The Wharton alum leads the U.S. government relations and public policy team for Shire, the global biopharmaceutical company whose goal is to enable people with life-altering conditions to lead better lives. He and his group are responsible for shaping the policy environment that enables Shire’s delivery of value to patients, physicians and shareholders. Shire has five different areas of concentration, and certainly medications like Vyvanse, created by Shire and used to treat attention deficit hyperactivity disorder, is widely used by a large patient population. But the company also develops medications for diseases whose sufferers might number 10,000 or fewer worldwide.
New medications typically take about 12 years from discovery to regulatory approval, and government has a presence for nearly the entire process—in funding basic research, issuing patents, granting FDA approvals—making Buckley’s job critical to ensuring a smooth journey. “You do that in a lot of different ways,” he says. “We try to take a collaborative approach to engage in a substantive way with policy makers, to be seen as part of the solution instead of part of the problem.”
This can mean lobbying for a better-funded FDA, “which does a great job with the resources they have, but they are under-resourced.” Sometimes it involves developing alliances with other companies or patient advocate groups whose interests align with Shire’s.
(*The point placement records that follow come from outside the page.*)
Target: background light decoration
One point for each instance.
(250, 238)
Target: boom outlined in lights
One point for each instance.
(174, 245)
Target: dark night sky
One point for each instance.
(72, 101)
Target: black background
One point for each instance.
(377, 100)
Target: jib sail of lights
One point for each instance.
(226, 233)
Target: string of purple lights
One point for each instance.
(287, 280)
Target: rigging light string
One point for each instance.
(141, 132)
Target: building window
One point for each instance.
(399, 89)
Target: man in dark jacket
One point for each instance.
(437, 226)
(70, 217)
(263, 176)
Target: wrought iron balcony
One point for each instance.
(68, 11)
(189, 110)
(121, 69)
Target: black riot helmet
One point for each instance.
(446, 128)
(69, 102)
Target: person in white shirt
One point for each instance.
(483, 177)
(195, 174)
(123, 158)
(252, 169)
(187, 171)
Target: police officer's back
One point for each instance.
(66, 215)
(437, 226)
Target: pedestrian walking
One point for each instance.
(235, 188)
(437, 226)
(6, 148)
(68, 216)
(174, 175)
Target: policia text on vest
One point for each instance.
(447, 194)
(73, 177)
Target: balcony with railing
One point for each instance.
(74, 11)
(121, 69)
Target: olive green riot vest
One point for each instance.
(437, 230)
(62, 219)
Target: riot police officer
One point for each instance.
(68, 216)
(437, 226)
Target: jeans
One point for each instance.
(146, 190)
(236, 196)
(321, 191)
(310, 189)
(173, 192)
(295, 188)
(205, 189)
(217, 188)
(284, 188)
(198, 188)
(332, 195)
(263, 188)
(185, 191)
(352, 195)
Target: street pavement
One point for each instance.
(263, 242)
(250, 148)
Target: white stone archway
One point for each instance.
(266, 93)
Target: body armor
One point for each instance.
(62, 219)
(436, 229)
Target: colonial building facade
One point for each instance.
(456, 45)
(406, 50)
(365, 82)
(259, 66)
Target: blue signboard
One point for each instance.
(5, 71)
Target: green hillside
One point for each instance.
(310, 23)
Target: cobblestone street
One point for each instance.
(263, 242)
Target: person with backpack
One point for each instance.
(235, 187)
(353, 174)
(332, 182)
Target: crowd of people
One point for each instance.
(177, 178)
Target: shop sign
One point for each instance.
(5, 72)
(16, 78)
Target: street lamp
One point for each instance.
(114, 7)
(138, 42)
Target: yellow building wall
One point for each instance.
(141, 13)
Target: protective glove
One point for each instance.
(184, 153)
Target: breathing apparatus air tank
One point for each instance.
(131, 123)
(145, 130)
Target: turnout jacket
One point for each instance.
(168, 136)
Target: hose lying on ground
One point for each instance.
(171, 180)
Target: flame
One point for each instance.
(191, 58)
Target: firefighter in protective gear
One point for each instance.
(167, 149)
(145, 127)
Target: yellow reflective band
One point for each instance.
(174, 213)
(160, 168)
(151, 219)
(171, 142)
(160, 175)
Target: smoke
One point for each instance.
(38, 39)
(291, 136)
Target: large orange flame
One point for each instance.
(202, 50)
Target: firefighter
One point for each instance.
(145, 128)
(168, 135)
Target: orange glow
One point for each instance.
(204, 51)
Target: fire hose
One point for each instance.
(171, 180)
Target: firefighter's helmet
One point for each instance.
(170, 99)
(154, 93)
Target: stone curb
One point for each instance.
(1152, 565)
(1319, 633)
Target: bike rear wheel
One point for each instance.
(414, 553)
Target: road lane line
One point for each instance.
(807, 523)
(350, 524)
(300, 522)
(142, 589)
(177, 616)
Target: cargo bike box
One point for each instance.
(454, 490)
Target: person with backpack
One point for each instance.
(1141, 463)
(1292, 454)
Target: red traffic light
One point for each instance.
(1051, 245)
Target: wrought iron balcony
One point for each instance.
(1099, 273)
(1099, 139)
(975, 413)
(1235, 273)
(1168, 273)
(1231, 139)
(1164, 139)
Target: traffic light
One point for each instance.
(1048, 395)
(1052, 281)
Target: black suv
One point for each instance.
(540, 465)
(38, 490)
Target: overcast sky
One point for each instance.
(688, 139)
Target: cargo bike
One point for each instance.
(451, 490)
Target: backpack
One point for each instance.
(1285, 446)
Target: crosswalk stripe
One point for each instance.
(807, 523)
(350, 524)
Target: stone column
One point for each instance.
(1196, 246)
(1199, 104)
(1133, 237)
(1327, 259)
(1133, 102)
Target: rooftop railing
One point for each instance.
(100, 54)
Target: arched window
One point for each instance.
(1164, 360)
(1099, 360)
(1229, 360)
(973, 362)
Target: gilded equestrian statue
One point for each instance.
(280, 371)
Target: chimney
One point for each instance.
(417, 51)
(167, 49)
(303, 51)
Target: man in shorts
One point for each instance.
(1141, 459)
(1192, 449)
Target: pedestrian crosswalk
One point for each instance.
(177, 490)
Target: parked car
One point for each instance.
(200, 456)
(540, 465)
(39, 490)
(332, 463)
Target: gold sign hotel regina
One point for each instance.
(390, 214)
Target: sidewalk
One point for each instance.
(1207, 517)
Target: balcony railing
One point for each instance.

Recently, much of Buckley’s energy has gone into a response to proposed tax reforms that could threaten the development of drugs aimed at rare diseases. Because relatively small sales await such drugs, the U.S. government in 1983 enacted tax breaks to encourage drug companies to develop products for rare diseases. The Orphan Drug Tax Credit (ODTC) has been enormously efficacious. In the decade prior to 1983, ten such drugs and biological products emerged. Since the ODTC, more than 300 have been brought to market—including drugs for Huntingdon’s Disease, Gaucher Disease, neuroblastoma, and infant respiratory distress syndrome.
“It’s a tax credit that has really helped to save lives. With U.S. tax reform discussion underway, it’s important for policy makers and politicians to realize what the effect would be if they did away with it. It would change the internal calculation for our product investments. And while patients are at the heart of everything we do, we also have a fiduciary responsibility to our shareholders.”
Buckley concedes that pharmaceutical companies in general suffer from an image of being driven by profit, but profit on today’s successes, he points out, pays to invent tomorrow’s medications that save and improve lives. “In the 1970s you always heard about people going into the hospital for surgery for bleeding ulcers. That’s not the case today. Pharmaceuticals changed that. With HIV—from 1995 to 1997, the death rate dropped by 64 percent, and that was the protease inhibitor cocktail. I know people whose lives were saved by those drugs. I think we suffer because it is a complex industry, and we live in an age of sound bites, and trying to explain things to people is sometimes very hard.”
Buckley says it takes about $1.2 billion to shepherd a drug from conception to approval and distribution. “There’s a saying that the first pill costs $1.2 billion and the second pill costs next to nothing, but nobody wants to pay for the first pill.”
Buckley was a math major at Penn. A year out of college, he took a job in Canada at L’Arche, a worldwide network of communities in which people with and without developmental disabilities live together. “I was fascinated by the way in which Canada approached social services … and intrigued by the intersection of government and policy and business.” He came back to the U.S., took courses at Penn’s College of General Studies—one in economics and healthcare, the other in the economics of public policy—and decided to go back to school full-time. He ended up with two Wharton degrees: a master’s, and a PhD in Applied Economics, and was a National Center for Health Statistics NCHS/AcademyHealth fellow while completing his dissertation. He worked as a consultant at McKinsey and Company, where he advised health insurance and pharmaceutical companies. Just prior to Shire, he was chief economist at Bloomberg Government, where he set up and led the analytics team in measuring the impact of government actions on a wide variety of business sectors.
“But I really became hooked on the whole healthcare system and how every government is trying to fix it,” he says. “The reason the healthcare system is not a well-functioning marketplace is this: In a well-functioning marketplace, a man goes into a restaurant, orders a meal, pays for his meal and eats his meal, and all of his incentives are aligned. It’s price versus taste versus nutritional value, and he balances and aligns those things. In the healthcare market, three people go into the restaurant, one orders the meal, one eats the meal and one pays for the meal. And if you think of the number of ways in which incentives can play out in that situation, it’s staggering. To get those to align is, I’d say, very challenging. And government keeps trying.”
Frustrating? Absolutely, Buckley says.
“To me, from an intellectual standpoint, it’s fascinating—how could you ever get bored thinking about these problems? But it’s sort of an intractable problem, and at the end of the day I find it really, really worthwhile, because I helped to create an environment where needed treatments can be researched, developed and brought to market. And that’s pretty cool.”